Avant même que David Jones ne devienne David Bowie, c’est le dessin et la couleur qui l’habitaient. Il étudie l’art, le design et la typographie à la Bromley College of Art, une formation qui ne sera jamais un simple interlude dans sa trajectoire, mais bien son socle, avant un bref et fameux passage à la Croydon School of Art qui, lui, ne fut guère plus qu’une parenthèse. Ses peintures, esquisses et œuvres numériques témoignent d’un intérêt sincère pour le néo-expressionnisme et le surréalisme, deux courants qui traverseront aussi ses performances scéniques, ses costumes, ses pochettes de disques. Pour Bowie, la frontière entre la toile et la scène n’a jamais vraiment existé.

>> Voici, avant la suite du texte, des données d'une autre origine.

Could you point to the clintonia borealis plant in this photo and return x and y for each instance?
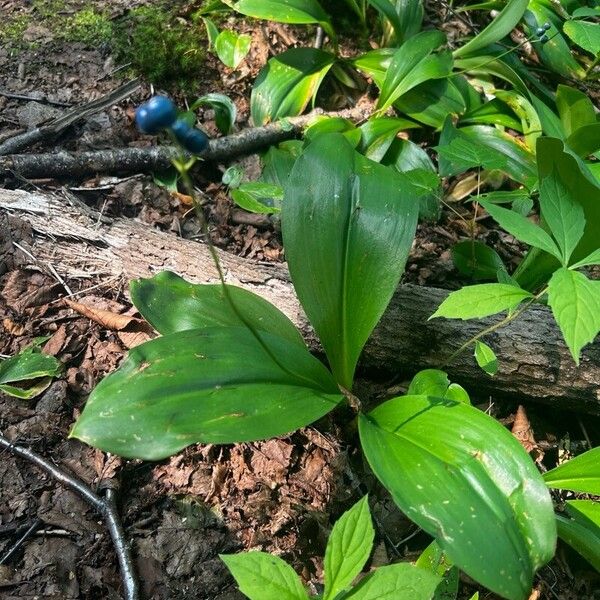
(230, 367)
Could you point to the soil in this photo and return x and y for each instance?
(280, 496)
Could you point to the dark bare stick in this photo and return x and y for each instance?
(106, 507)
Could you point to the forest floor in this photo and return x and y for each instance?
(280, 496)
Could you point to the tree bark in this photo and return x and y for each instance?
(535, 365)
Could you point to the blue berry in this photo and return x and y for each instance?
(191, 139)
(156, 114)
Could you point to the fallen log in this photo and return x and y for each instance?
(535, 365)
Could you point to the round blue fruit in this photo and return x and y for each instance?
(191, 139)
(156, 114)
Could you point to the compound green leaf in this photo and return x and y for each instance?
(287, 83)
(401, 581)
(345, 275)
(478, 301)
(575, 303)
(472, 487)
(348, 548)
(232, 48)
(500, 27)
(171, 304)
(586, 35)
(522, 228)
(286, 11)
(214, 385)
(580, 474)
(263, 576)
(412, 64)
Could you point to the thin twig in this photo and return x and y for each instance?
(105, 506)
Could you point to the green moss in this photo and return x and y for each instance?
(166, 50)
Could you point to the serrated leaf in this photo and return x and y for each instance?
(575, 303)
(580, 474)
(287, 83)
(473, 488)
(348, 548)
(483, 300)
(195, 306)
(500, 27)
(522, 228)
(262, 576)
(486, 358)
(343, 274)
(401, 581)
(214, 385)
(232, 48)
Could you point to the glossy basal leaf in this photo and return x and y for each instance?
(522, 228)
(263, 576)
(287, 83)
(582, 537)
(343, 273)
(171, 304)
(500, 27)
(486, 358)
(562, 213)
(232, 48)
(471, 487)
(348, 548)
(584, 34)
(401, 581)
(412, 64)
(575, 303)
(476, 260)
(214, 385)
(478, 301)
(286, 11)
(579, 474)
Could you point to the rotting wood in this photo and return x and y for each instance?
(535, 364)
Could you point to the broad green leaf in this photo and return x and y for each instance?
(343, 273)
(401, 581)
(434, 560)
(171, 304)
(262, 576)
(483, 300)
(258, 197)
(522, 228)
(476, 260)
(225, 110)
(464, 479)
(215, 385)
(582, 537)
(287, 11)
(486, 358)
(29, 365)
(377, 135)
(584, 34)
(348, 548)
(574, 108)
(412, 64)
(591, 259)
(232, 48)
(287, 83)
(580, 474)
(575, 303)
(562, 213)
(500, 27)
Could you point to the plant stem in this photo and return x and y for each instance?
(508, 319)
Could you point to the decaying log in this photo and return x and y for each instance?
(535, 365)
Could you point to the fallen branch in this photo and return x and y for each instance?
(535, 364)
(143, 160)
(105, 506)
(54, 128)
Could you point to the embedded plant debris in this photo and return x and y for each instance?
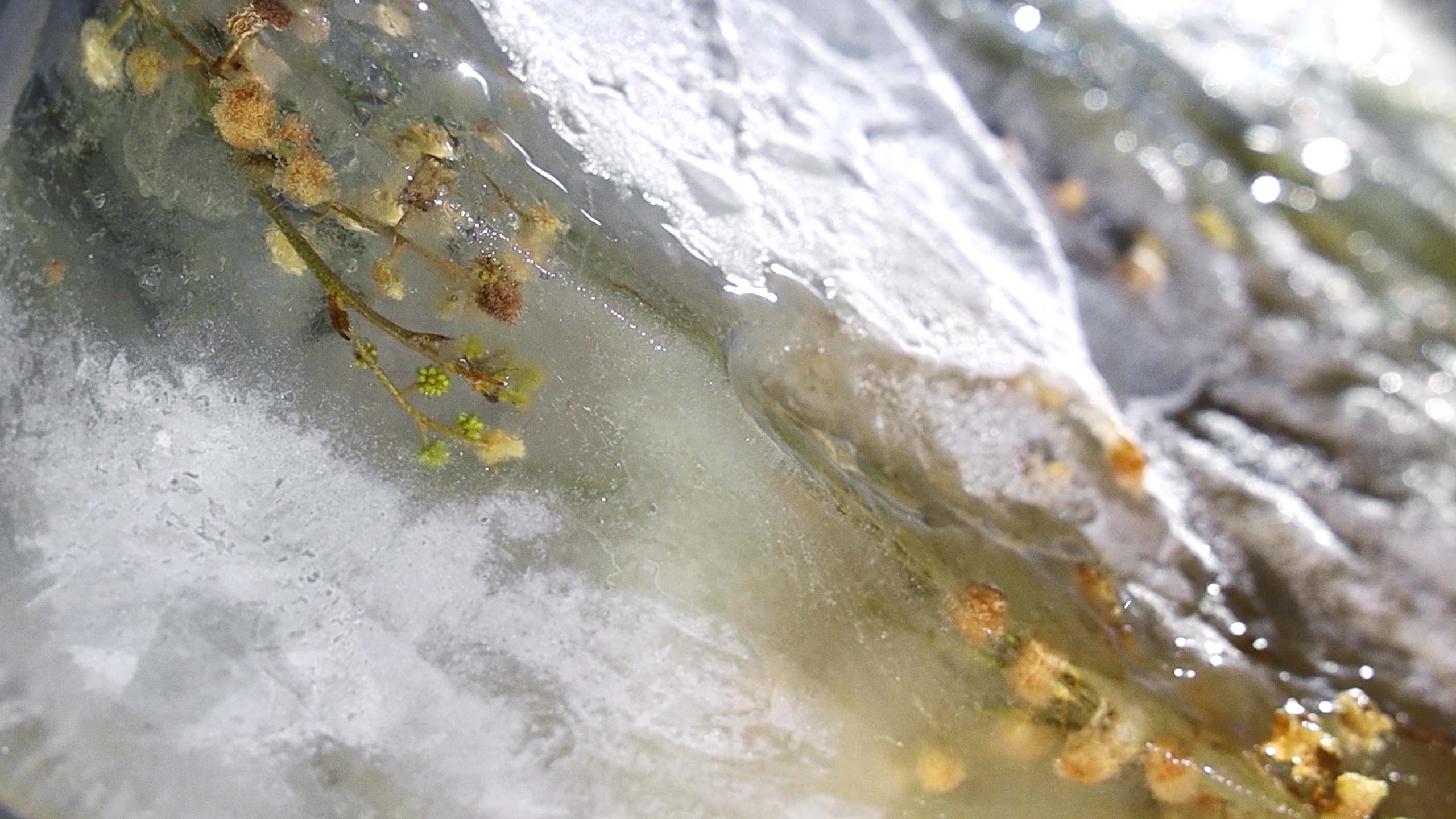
(284, 168)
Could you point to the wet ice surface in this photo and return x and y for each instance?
(222, 573)
(1290, 381)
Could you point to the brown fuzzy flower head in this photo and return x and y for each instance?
(427, 185)
(147, 69)
(1098, 751)
(1171, 776)
(273, 12)
(308, 178)
(100, 57)
(1360, 725)
(391, 284)
(246, 21)
(501, 297)
(1037, 675)
(1356, 797)
(246, 115)
(1127, 464)
(979, 614)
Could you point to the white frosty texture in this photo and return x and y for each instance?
(210, 613)
(819, 142)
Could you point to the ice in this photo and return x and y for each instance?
(817, 362)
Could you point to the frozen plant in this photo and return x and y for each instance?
(284, 169)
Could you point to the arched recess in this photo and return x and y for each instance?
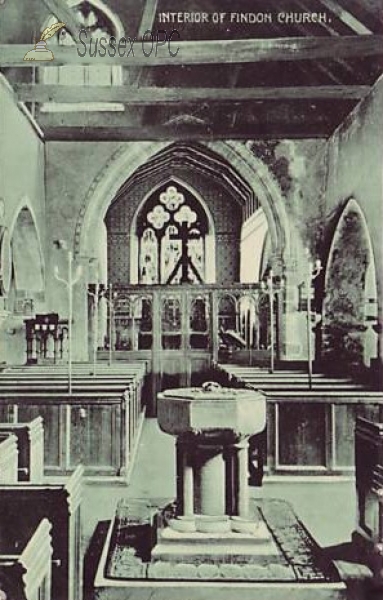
(253, 247)
(209, 237)
(129, 157)
(350, 293)
(98, 20)
(26, 254)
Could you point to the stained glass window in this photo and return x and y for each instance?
(171, 229)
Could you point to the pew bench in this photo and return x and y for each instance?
(26, 562)
(309, 431)
(24, 505)
(8, 459)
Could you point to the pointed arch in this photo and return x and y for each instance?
(26, 252)
(350, 291)
(129, 158)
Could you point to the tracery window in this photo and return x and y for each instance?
(98, 22)
(171, 229)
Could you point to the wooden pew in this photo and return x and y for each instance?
(30, 444)
(26, 562)
(309, 431)
(97, 425)
(8, 459)
(26, 504)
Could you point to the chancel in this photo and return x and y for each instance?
(191, 395)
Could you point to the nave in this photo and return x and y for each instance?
(169, 226)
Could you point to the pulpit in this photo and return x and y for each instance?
(30, 446)
(46, 339)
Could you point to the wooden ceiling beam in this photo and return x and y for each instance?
(211, 52)
(346, 17)
(300, 118)
(148, 17)
(163, 95)
(120, 134)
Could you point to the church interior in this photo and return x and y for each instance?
(191, 391)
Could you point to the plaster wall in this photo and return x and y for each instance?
(21, 184)
(355, 169)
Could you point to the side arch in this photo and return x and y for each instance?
(350, 292)
(26, 252)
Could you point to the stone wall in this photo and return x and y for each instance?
(21, 185)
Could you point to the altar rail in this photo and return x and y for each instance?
(309, 431)
(96, 425)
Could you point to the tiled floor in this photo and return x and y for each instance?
(326, 508)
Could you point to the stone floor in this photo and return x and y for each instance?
(326, 506)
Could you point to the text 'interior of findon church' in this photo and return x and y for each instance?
(191, 391)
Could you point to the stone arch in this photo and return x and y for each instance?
(129, 157)
(350, 292)
(210, 238)
(26, 253)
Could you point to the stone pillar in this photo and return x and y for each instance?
(185, 478)
(243, 477)
(212, 472)
(187, 482)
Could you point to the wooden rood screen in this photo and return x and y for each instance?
(179, 328)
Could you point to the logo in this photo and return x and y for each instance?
(40, 51)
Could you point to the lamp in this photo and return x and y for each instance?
(314, 270)
(70, 282)
(268, 287)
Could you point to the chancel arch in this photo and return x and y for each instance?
(128, 190)
(235, 155)
(350, 293)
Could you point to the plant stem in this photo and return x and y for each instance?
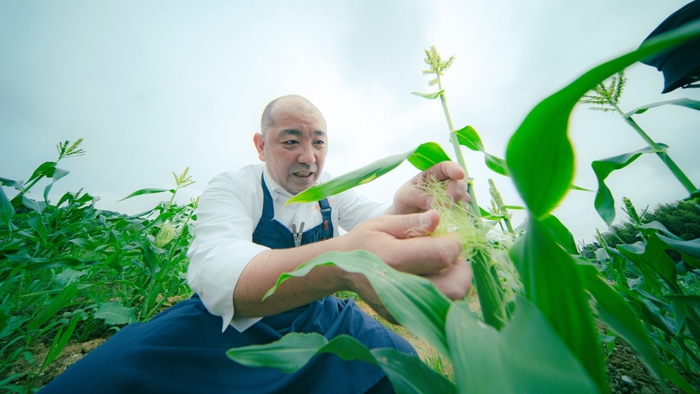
(458, 152)
(488, 288)
(661, 152)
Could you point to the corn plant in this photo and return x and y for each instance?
(549, 342)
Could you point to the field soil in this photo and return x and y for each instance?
(627, 375)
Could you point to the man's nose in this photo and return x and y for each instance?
(306, 156)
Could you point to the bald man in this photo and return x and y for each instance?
(244, 240)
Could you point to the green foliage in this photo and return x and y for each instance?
(562, 293)
(69, 270)
(607, 97)
(435, 64)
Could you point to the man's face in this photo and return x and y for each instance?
(295, 148)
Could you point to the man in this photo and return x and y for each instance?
(243, 242)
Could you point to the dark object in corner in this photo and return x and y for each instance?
(681, 65)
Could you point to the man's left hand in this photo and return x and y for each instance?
(410, 198)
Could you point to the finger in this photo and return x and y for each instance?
(458, 190)
(445, 170)
(455, 281)
(410, 225)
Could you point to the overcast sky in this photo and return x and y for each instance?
(156, 86)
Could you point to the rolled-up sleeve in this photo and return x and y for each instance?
(223, 246)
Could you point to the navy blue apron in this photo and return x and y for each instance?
(182, 350)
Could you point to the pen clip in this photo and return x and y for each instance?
(297, 235)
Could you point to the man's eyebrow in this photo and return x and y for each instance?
(298, 133)
(294, 132)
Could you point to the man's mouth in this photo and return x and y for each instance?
(303, 174)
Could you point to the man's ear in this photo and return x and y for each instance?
(259, 145)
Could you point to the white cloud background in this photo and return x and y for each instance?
(156, 86)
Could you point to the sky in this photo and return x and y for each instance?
(154, 87)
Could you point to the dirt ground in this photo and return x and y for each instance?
(626, 373)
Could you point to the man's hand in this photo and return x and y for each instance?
(412, 199)
(400, 241)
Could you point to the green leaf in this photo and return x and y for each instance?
(429, 96)
(468, 137)
(56, 304)
(496, 164)
(653, 255)
(60, 341)
(45, 169)
(37, 224)
(423, 157)
(688, 299)
(144, 191)
(684, 102)
(58, 174)
(560, 234)
(604, 201)
(68, 276)
(412, 300)
(552, 283)
(527, 356)
(34, 205)
(617, 314)
(695, 196)
(6, 209)
(427, 155)
(406, 373)
(686, 248)
(12, 183)
(59, 262)
(490, 216)
(113, 313)
(678, 379)
(542, 182)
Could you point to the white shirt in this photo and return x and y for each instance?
(228, 212)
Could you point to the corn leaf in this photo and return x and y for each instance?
(37, 224)
(423, 157)
(653, 255)
(543, 181)
(57, 174)
(678, 379)
(560, 234)
(690, 250)
(604, 201)
(45, 169)
(114, 313)
(526, 356)
(684, 102)
(412, 300)
(617, 314)
(12, 183)
(56, 304)
(429, 96)
(688, 299)
(6, 209)
(552, 283)
(468, 137)
(145, 191)
(406, 373)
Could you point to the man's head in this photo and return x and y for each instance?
(292, 142)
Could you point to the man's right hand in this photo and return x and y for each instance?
(401, 242)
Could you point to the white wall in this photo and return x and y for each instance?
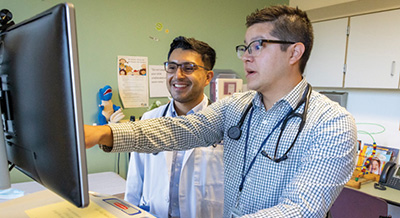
(373, 106)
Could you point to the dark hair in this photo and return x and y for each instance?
(290, 24)
(207, 53)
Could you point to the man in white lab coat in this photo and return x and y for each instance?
(181, 183)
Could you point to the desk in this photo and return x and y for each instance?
(390, 195)
(107, 183)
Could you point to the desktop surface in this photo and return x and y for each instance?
(106, 191)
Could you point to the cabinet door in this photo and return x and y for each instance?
(326, 64)
(373, 58)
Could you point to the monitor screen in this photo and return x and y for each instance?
(41, 102)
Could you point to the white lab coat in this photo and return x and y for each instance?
(201, 185)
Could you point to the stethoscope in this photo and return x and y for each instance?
(234, 132)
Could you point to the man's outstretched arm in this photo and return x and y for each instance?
(98, 135)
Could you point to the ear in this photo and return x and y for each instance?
(209, 76)
(297, 51)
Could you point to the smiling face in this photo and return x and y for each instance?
(187, 88)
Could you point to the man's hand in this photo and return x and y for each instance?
(116, 116)
(98, 135)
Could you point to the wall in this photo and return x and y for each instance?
(368, 106)
(107, 29)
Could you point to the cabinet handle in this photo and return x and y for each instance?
(393, 68)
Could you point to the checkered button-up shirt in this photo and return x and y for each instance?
(305, 185)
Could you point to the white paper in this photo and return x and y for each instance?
(133, 81)
(158, 81)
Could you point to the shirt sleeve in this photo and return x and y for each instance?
(323, 172)
(201, 129)
(134, 185)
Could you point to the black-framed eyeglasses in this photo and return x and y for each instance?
(255, 47)
(186, 67)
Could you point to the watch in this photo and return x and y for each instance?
(105, 148)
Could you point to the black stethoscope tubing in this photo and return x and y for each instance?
(305, 99)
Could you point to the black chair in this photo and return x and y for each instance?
(353, 204)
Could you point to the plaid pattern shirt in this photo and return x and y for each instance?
(304, 185)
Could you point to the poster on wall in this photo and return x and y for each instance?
(133, 81)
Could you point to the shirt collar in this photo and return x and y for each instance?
(292, 98)
(203, 104)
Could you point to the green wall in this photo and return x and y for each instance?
(108, 28)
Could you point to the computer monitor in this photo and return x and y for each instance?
(41, 102)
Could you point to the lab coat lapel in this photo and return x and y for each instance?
(186, 157)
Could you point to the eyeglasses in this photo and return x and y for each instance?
(187, 67)
(255, 46)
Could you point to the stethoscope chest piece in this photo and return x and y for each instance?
(234, 132)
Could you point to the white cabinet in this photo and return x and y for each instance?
(373, 55)
(326, 64)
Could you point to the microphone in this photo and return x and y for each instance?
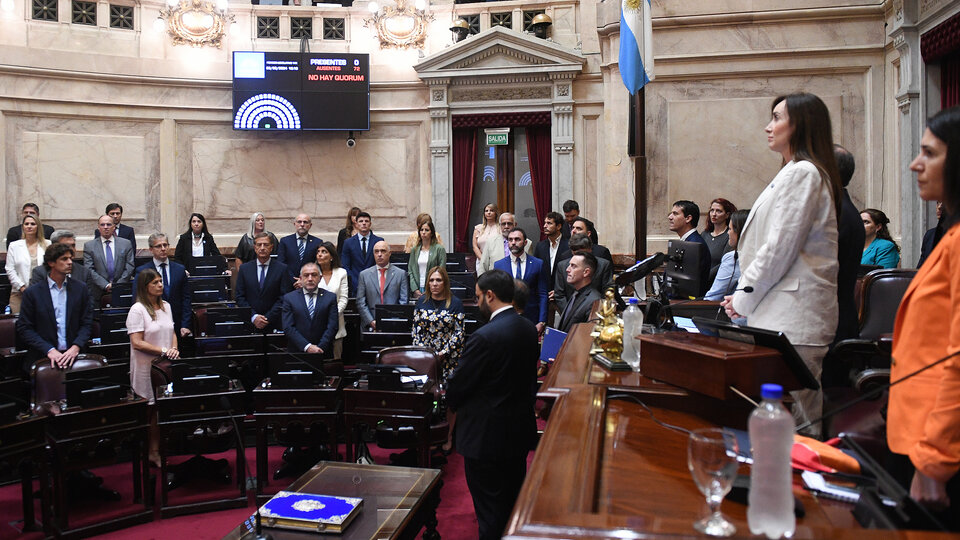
(875, 392)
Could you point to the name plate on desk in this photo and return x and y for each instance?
(710, 365)
(300, 511)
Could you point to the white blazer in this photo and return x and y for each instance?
(18, 263)
(338, 285)
(788, 254)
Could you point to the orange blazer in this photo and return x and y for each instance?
(923, 421)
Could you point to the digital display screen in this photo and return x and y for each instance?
(301, 91)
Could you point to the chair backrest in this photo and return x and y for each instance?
(882, 292)
(423, 360)
(48, 382)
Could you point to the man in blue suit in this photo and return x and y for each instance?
(310, 317)
(115, 211)
(531, 270)
(492, 392)
(56, 316)
(358, 250)
(175, 289)
(261, 284)
(298, 248)
(683, 220)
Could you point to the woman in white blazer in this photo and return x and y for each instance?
(23, 256)
(334, 279)
(788, 246)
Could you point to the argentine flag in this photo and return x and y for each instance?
(636, 49)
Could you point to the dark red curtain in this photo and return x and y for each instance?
(540, 154)
(950, 81)
(464, 165)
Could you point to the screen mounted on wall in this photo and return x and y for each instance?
(301, 91)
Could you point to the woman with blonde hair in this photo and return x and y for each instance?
(23, 256)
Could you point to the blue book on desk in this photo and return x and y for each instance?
(308, 511)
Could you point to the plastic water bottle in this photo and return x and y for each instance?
(771, 494)
(632, 324)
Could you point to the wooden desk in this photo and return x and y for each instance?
(22, 443)
(77, 439)
(605, 469)
(289, 409)
(397, 501)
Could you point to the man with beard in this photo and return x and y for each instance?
(493, 391)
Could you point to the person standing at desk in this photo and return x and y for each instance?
(788, 246)
(492, 392)
(924, 412)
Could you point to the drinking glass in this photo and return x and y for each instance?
(711, 458)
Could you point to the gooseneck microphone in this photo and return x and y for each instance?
(875, 392)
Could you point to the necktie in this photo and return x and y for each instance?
(109, 260)
(383, 281)
(166, 279)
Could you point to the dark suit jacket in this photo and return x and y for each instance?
(266, 301)
(536, 277)
(353, 259)
(493, 389)
(177, 292)
(123, 231)
(850, 240)
(289, 254)
(600, 252)
(37, 323)
(184, 252)
(705, 262)
(542, 252)
(80, 273)
(562, 290)
(579, 310)
(301, 330)
(13, 233)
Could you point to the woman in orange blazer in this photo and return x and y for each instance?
(923, 421)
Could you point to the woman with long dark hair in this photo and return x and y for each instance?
(879, 249)
(788, 246)
(923, 417)
(197, 242)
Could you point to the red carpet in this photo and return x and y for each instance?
(455, 513)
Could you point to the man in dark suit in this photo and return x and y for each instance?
(549, 249)
(298, 248)
(683, 220)
(175, 288)
(850, 239)
(261, 285)
(56, 316)
(580, 271)
(492, 392)
(358, 250)
(79, 272)
(531, 270)
(310, 317)
(600, 280)
(29, 209)
(380, 284)
(585, 227)
(115, 211)
(107, 270)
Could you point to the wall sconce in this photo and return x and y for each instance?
(460, 29)
(195, 22)
(540, 23)
(401, 26)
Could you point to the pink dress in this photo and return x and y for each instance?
(155, 332)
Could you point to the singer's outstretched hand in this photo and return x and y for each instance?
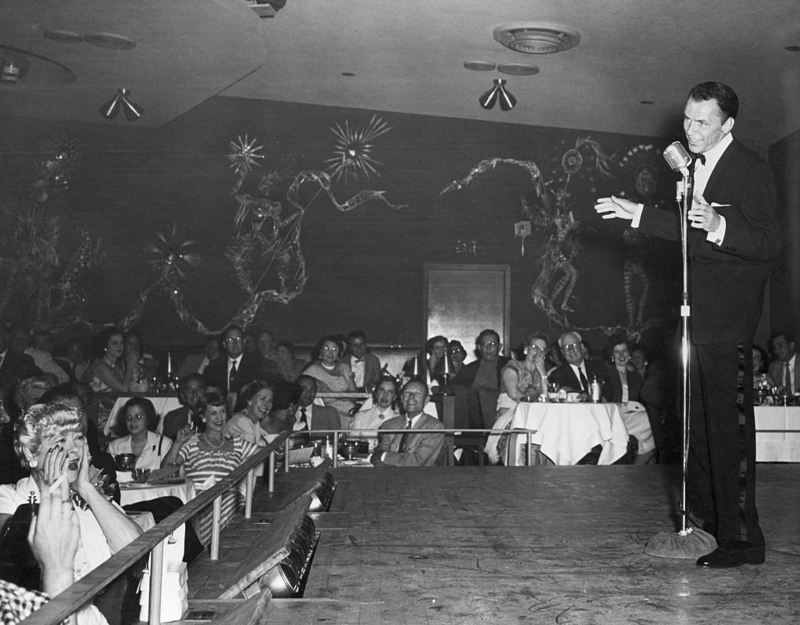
(611, 207)
(703, 216)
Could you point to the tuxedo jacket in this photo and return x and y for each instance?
(15, 367)
(727, 281)
(251, 367)
(422, 444)
(372, 368)
(565, 376)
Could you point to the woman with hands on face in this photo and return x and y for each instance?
(50, 440)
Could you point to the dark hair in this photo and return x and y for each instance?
(433, 340)
(357, 334)
(287, 344)
(786, 335)
(727, 100)
(764, 358)
(487, 332)
(149, 410)
(100, 341)
(247, 392)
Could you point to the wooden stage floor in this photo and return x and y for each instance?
(543, 544)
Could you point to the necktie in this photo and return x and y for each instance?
(584, 382)
(404, 438)
(232, 377)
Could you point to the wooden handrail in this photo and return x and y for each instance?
(85, 589)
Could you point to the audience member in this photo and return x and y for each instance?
(51, 440)
(477, 385)
(210, 455)
(577, 373)
(420, 444)
(251, 421)
(523, 380)
(191, 391)
(265, 344)
(761, 377)
(375, 413)
(289, 366)
(237, 368)
(108, 372)
(457, 354)
(197, 363)
(74, 363)
(142, 441)
(365, 365)
(783, 370)
(14, 366)
(626, 383)
(314, 416)
(333, 376)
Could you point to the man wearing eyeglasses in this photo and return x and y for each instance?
(577, 372)
(236, 368)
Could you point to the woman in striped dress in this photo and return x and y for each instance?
(210, 454)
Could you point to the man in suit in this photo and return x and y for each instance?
(314, 416)
(14, 366)
(365, 365)
(733, 236)
(191, 391)
(237, 368)
(420, 445)
(577, 373)
(783, 370)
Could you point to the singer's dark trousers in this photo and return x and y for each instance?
(721, 483)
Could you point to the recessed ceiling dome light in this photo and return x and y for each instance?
(479, 66)
(537, 38)
(518, 69)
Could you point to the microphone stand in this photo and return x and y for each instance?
(684, 195)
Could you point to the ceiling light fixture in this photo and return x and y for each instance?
(120, 101)
(496, 94)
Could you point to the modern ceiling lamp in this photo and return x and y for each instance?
(120, 101)
(496, 94)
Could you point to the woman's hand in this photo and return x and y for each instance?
(54, 535)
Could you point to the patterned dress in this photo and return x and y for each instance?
(201, 464)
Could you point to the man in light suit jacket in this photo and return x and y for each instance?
(733, 236)
(365, 365)
(315, 416)
(420, 445)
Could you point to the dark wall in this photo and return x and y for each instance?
(364, 267)
(784, 157)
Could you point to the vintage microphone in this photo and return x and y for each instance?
(688, 542)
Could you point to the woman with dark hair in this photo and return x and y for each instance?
(333, 376)
(142, 440)
(252, 418)
(109, 372)
(208, 456)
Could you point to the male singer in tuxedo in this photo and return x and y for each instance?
(732, 238)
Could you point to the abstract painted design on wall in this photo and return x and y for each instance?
(551, 212)
(266, 254)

Son travail musical et son travail visuel étaient intimement liés. Lorsqu’il se heurtait à un obstacle créatif dans la composition, il se tournait vers le dessin ou la peinture pour le résoudre. Cette porosité entre les disciplines dit tout d’un homme qui ne pensait pas en cases. C’est durant son séjour à Berlin entre 1976 et 1978 qu’il approfondit véritablement sa pratique de la peinture, cherchant à travers les pinceaux, la musique et la lecture à surmonter une forte dépendance à la cocaïne. Berlin lui offre une nouvelle vie, de nouveaux visages à peindre. Son affinité pour l’art expressionniste allemand bien antérieure à son séjour berlinois l’amène alors à produire de nombreuses lithographies et portraits, des œuvres marquées par une sensibilité brute que l’on retrouvait aussi dans ses choix de collectionneur.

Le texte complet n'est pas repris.